A judge at England’s High Court on Tuesday froze the order suspending London Mayor Ken Livingstone from office for likening a Jewish reporter to a Nazi concentration camp guard.
Livingstone, who has steadfastly refused to apologise for the remark, was due to start a four-week suspension on Wednesday.
But a judge decided that the mayor was entitled to have the sanction delayed during his appeal.
Earlier Tuesday, an angry Livingstone vowed to fight his suspension to the bitter end, even if it cost him hundreds of thousands of pounds in a wide-ranging attack on his critics.
He said: "The fundamental issue is not whether or not I was ’insensitive’, it is the principle that those whom the people elect should only be removed by the people or because they have broken the law.

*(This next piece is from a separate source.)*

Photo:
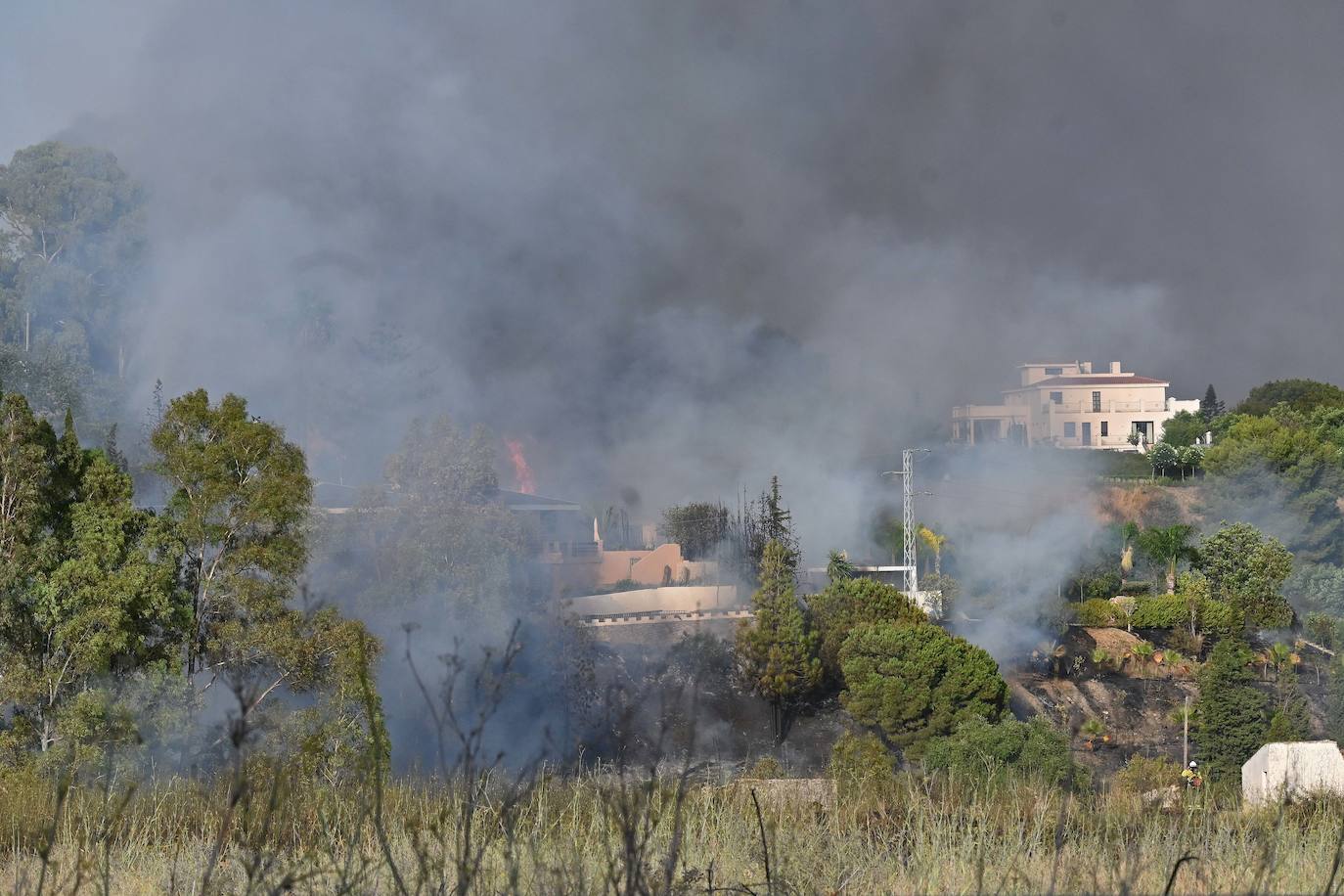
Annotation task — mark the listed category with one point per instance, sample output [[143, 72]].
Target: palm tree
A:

"It is because this fundamental principle is at stake, that I pledge to
do everything in my power to have this attack on the democratic rights of Londoners overturned."
The Standards Board for England ruled last Friday that Livingstone’s
remarks to a journalist from London’s Evening Standard newspaper were "unnecessarily insensitive and offensive" and ordered his suspension.
"Unstated allegation of anti-Semitism"
Livingstone, 60, hit out Tuesday against the board, claiming there was an unstated allegation of anti-Semitism against him.
"It is not explicitly stated because it cannot be substantiated," said the politician, dubbed "Red Ken" for his unwavering socialist views.
"It was of course the Board of Deputies of British Jews that decided to refer me to the Standards Board for England.
"Throughout they have protested that this issue is just about how I treated one reporter who happens to be Jewish. I don’t believe a word of it.
"For far too long the accusation of anti-Semitism has been used against anybody who is critical of the policies of the Israeli government."
Livingstone lashed out at the Evening Standard’s publishers, Associated Newspapers, saying they were guilty of a history of anti-Semitism. He also accused the media generally of having waged a 25-year hate campaign against him.
He attacked Evening Standard editor Veronica Wadley for calling him a "snappy, snarling brute","voracious", "frightening", "ugly", "raging" and
"gripped by paranoia" in a November 2002 article.